Guess what, ceramic lovers? You could have the inside line on the genesis of life on Earth. The Science World Report ran a story on a recent study which suggests that clay, despite being inorganic, could have been the setting for a complex series of biochemical reactions which eventually led to you reading CFile’s weekly articles about all things fascinating and groundbreaking in ceramics.
Clay may just seem like an infertile blend of minerals, but this substance may have been the birthplace of life on Earth. Scientists have discovered that complex biochemical (reactions) may have originated in clay, which could have led to the origins of life.

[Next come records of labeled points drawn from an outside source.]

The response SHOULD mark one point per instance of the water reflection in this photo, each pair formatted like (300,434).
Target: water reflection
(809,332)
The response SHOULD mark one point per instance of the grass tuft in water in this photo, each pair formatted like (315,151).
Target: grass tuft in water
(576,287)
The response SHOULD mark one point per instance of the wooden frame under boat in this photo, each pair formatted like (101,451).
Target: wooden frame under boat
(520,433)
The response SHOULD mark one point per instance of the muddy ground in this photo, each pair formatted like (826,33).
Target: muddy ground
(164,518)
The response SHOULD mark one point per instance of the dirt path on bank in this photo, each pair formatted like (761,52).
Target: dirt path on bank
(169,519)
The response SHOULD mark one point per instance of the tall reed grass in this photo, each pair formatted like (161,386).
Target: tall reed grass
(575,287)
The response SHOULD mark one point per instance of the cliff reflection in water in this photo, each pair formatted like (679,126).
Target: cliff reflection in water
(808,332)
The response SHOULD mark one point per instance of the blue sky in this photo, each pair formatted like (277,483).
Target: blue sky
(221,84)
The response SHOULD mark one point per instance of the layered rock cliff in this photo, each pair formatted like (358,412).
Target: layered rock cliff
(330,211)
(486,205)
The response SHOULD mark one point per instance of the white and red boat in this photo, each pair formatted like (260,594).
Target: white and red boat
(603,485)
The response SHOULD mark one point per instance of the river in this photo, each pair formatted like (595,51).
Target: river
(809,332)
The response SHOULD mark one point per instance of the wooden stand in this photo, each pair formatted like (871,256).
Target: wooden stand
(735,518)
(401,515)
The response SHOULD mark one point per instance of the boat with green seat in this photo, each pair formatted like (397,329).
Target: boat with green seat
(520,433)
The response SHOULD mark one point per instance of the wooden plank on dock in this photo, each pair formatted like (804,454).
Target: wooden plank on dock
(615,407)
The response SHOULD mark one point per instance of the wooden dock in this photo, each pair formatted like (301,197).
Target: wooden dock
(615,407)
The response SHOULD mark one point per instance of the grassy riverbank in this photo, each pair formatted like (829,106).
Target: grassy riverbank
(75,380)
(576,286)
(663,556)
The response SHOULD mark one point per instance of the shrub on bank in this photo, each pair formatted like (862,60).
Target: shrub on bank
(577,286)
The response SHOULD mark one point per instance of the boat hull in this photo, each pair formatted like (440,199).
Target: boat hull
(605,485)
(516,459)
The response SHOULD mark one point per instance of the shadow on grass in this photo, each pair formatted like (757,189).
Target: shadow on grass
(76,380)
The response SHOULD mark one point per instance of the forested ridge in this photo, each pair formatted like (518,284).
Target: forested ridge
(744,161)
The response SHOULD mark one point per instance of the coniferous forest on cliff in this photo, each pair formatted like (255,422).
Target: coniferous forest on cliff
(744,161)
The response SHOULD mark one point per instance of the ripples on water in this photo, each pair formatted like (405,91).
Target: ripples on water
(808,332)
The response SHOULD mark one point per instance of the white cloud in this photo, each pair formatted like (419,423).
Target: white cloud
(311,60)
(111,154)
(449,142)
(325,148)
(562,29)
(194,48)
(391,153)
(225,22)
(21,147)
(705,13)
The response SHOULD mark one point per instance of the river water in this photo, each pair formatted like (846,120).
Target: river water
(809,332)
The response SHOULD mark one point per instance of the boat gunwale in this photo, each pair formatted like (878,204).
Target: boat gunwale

In simulated ancient seawater, clay forms a hydrogel. This mass of microscopic spaces is capable of soaking up liquids like a sponge. Over billions of years, chemicals confined in those spaces could have carried out the complex reactions that formed proteins, DNA and eventually all the machinery that makes a living cell work. In fact, clay hydrogels could have confined and protected those chemical processes.
“We propose that in early geological history clay hydrogel provided a confinement function for biomolecules and biochemical reactions,” said Dan Luo, one of the researchers, in a news release.
Above image: The study suggests that clay, despite being inorganic, was the setting for biochemical reactions which led to life on Earth. Photograph courtesy of the Science World Report.